Buying A Digital Camera

Steam Engine In A Sports Car: Using a film camera to illustrate my blog

I own two cameras: a Ricoh KR-5 and a Yashica T4. Both are 35mm film cameras. The Ricoh is a manual SLR and the Yashica is a point-and-shoot. They’re great cameras, and when I started, I intended to use them to illustrate my blog. The delay in shooting a roll of film, developing it, and scanning the negatives made it difficult to write about what I was currently doing. Some of my blog entries are about what I did, or how something looked, a week ago. I’ve been borrowing Marsha’s digital camera, and I just never imagined how much I would love having a finished digital image the same day (or hour!) I took the photo. So I’ve been thinking about getting my own compact digital camera. I’ve done a lot of research, and I have a good idea of what I want and why.

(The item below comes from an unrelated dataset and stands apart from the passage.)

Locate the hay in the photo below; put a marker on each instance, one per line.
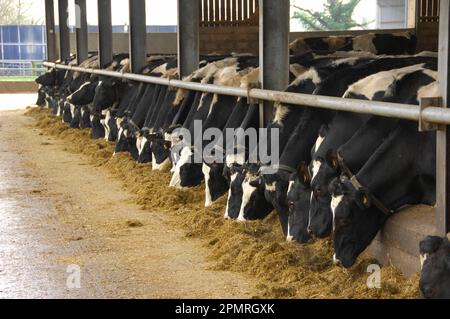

Megapixels: Too much of a good thing

Manufacturers have been competing on resolution, with each new generation of digital camera featuring more megapixels than the last. Since the physical size of the camera’s sensor has not been growing at the same rate, or at all, each pixel must be captured with less light. What’s happening is that the camera lets in a certain amount of light while it’s shutter is open. This light is divided up by a grid in order to produce a picture, each square on the grid is a pixel. As you increase the resolution (megapixels) and keep the sensor size the same, you divide that same amount of light into more, and smaller, pixels.

There is actually a photocollector for each pixel on the camera’s sensor, and as it tries to determine what that particular pixel should look like it still encounters a certain amount of noise. This noise is inherent in any electrical sensor and doesn’t decrease for the convenience of camera manufacturers. Have you ever heard of the “signal to noise ratio?” Well in digital cameras, it’s been going down (less signal in each pixel, same noise). Most manufacturers have reacted by trying to clean up the noise after the fact.

Bucking The Trend: Bigger sensor, fewer megapixels

They’re getting very clever about doing this, but it’ll never be as good as producing a good clean picture to begin with. That’s what Fujifilm has done with it’s Fuji Film F31fd Finepix 6.3 MP Digital Camera. It’s six megapixels provide plenty of resolution for most purposes, and it’s sensor is larger than most (maybe all) compact digital cameras. The result is good clean pictures even in low light. Fuji has recently released a newer model in this line of cameras, the Fujifilm Finepix F40fd 8.3MP Digital Camera with 3x Optical Zoom (Silver). It features more megapixels and a bigger sensor to accommodate them. This new camera is probably an improvement, but I just don’t know enough yet to say for sure. I’d feel very comfortable buying the F31fd, and if I had to buy a camera today that would be the one. I’d like to see some independent reviews of the F40fd before I decide which of the two to buy.